Biotin has long moved beyond the realm of nutrition science and become part of the everyday practice of skincare specialists, dermatologists, and allergologists — though not always as an ally. The widespread use of high-dose biotin supplements creates a real and underappreciated risk of distorting allergy diagnostic results. Lis's work is a timely, practice-oriented reminder: a "safe vitamin" deserves the same careful medication history intake as any other drug.

 

References

  1. Lis K. Biotin supplementation — the cause of hypersensitivity and significant interference in allergy diagnostics. Nutrients 2025; 17(14): 2423.
  2. Kuroishi T., Kinbara M., Sato N. et al. Biotin status affects nickel allergy by regulating interleukin-1β production in mice. J Nutr 2009; 139(6): 1031–1036.
  3. Sakurai-Yageta M., Mashimo Y., Kuroishi T. et al.
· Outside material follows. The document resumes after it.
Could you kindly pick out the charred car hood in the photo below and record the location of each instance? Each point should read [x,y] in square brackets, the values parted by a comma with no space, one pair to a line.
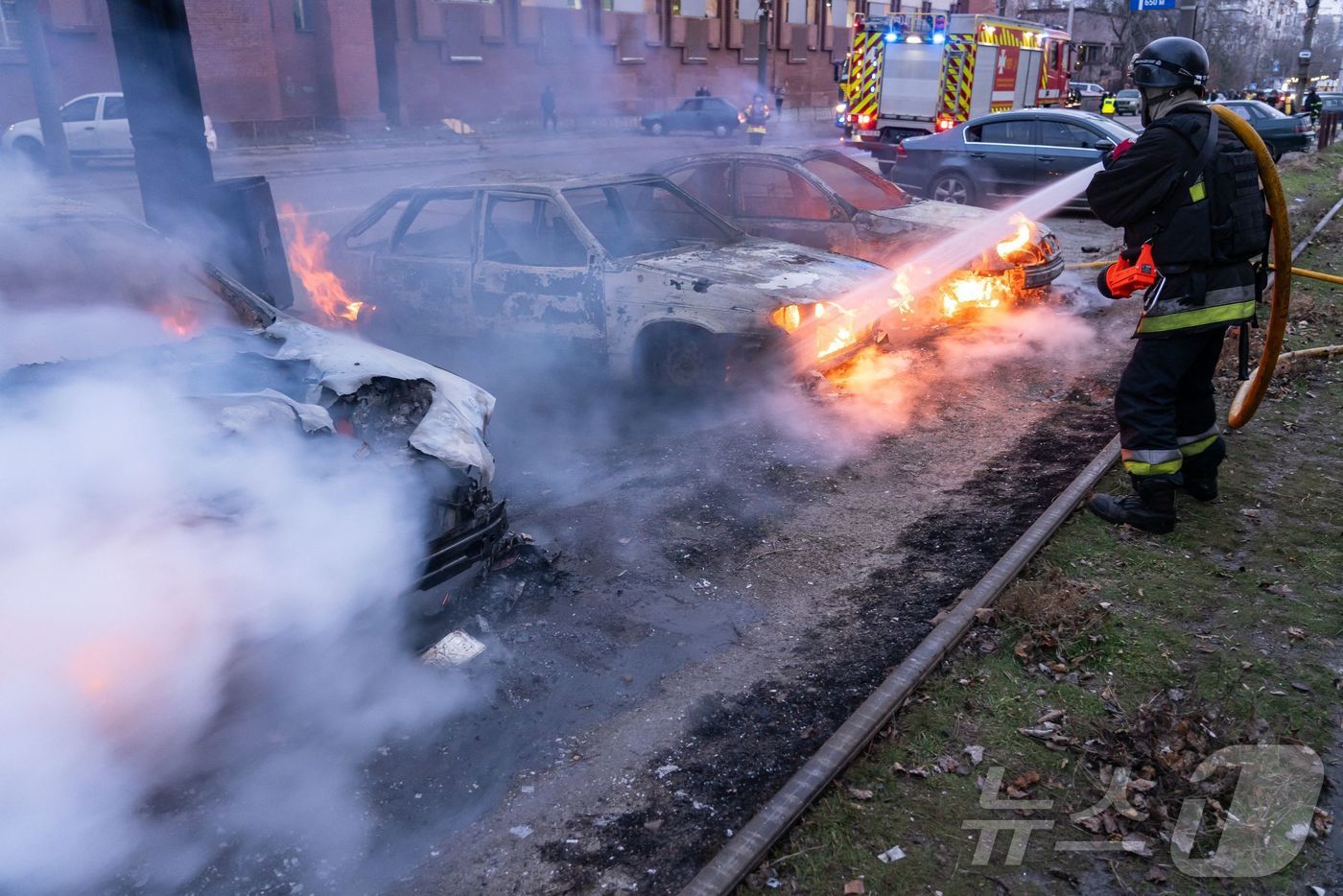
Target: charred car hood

Association between serum biotin levels and cedar pollinosis in Japanese schoolchildren. J Nutr Sci Vitaminol 2021; 67(4): 211–216.
  4. Balzer A.H.A., Whitehurst C.B. An analysis of the biotin-(strept)avidin system in immunoassays: interference and mitigation strategies. Curr Issues Mol Biol 2023; 45(11): 8733–8754.
  5. Scheib N., Bauersachs D., Pogorelov D. et al. Biotin interference can cause false-negative specific IgE results in patients with anaphylaxis. J Allergy Clin Immunol Pract 2022; 10(9): 2459–2462.e2.